Guiné 61/74 - P19283: Memórias de Gabú (José Saúde) (73): Ambulância apanhada ao PAIGC (José Saúde)

1. O nosso Camarada José Saúde, ex-Fur Mil Op Esp/RANGER da CCS do BART 6523 (Nova Lamego, Gabu) - 1973/74, enviou-nos mais uma mensagem desta sua série. 

Gabu em memórias 
Ambulância apanhada ao PAIGC 

Tento, amiúde, fixar-me em restos de memórias que me sobram dos tempos em que passei por terras de Gabu onde me deparei e ouvi falar de viva voz com as incessantes atividades guerrilheiras de índole diversa.

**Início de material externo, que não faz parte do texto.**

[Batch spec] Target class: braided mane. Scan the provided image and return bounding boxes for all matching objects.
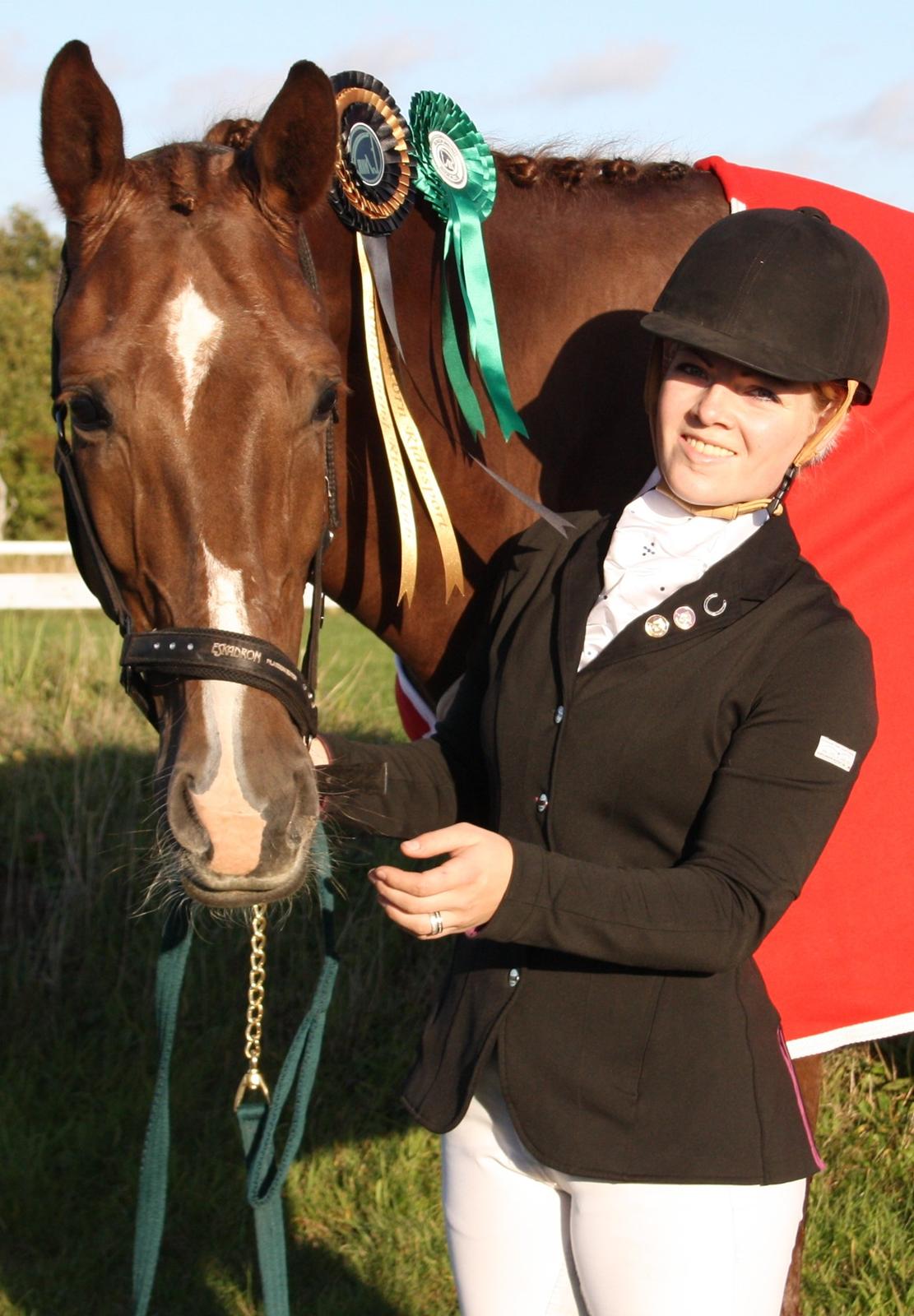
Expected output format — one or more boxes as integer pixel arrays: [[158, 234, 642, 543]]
[[494, 150, 693, 192]]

Hoje, porém, trago à estampa uma dessas muitas atividades operadas pelo grupo de Marcelino da Mata, então um Alferes que se apresentava para o IN como um alvo a abater, sendo o tema uma ambulância apanhada ao PAIGC. 

Sabeis, ou ouviste falar, caros camaradas da versátil mobilidade no terreno de guerra do requintado grupo comandado pelo Marcelino da Mata. Não vou, como é evidente, focar-me na plenitude das muitas operações que tiveram o cunho do antigo guerrilheiro. Desconheço o detalhe da ação. Vou, sim, focar-me, resumida e exemplarmente, sobre a sua eficácia determinante no momento de enfrentar o IN. 

Não comento e nunca farei pressupostas opiniões, algumas quiçá devastadoras para quem deu o corpo às balas, acerca de um homem pelo qual guardo imenso respeito. Cada um opina dentro de valores que lhe vão na alma, não obstante os consensos de pareceres sobre uma realidade pública de “assaltos” consumados em pleno palco de guerra. 

A guerrilha no terreno impunha precaução ao mais humilde militar. O insólito do exato momento de luta, sempre inesperada, obrigava a minuciosas cautelas. E, pelo que me foi dado saber, Marcelino da Mata era um guerrilheiro que não temia uma missão que lhe fora confiada. 

Aliás, as suas diversas condecorações, ofertadas pelo Exército Português, são a prova evidente que o atual Tenente Coronel foi, sem dúvida, um osso duro de roer para o PAIGC. Neste contexto, não vou negligenciar a sua atividade ou os atos de bravura averbados na guerrilha. A sua história está concluída. 

Conheci-o pessoalmente na então Nova Lamego. Dele contavam-se surpreendentes explanações guerrilheiras. Histórias que iam pela qualidade da limitadíssima formação de homens que integravam o seu pequeno grupo, até ao conteúdo das suas ações no confronto direto com o IN. 

Um belo dia “aportou” no meu quartel, Gabu, uma ambulância apanhada ao PAIGC com o cunho do grupo do Marcelino. O Marcelino da Mata conhecia, e muito bem, as “silhuetas” do terreno ao pormenor, bem como os trilhos por onde o IN se movimentava. 

Estudado ao pormenor o objetivo previamente traçado, eis que o surpreendente golpe de mão às forças guerrilheiras contrárias, causou a “safra” de uma ambulância, desconhecendo-se o “rombo” de capital humano. Falou-se em vários cenários, todavia, o que se constou é que na ambulância seguia uma enfermeira sueca. 

Verdade ou mentira só o Marcelino, e os seus subordinados, poderiam testemunhar. A voz corrente que passava de boca em boca nos aquartelamentos da zona, findava pela valentia do grupo sobre aos “turras”. Baixas? Não se sabe se as houve! 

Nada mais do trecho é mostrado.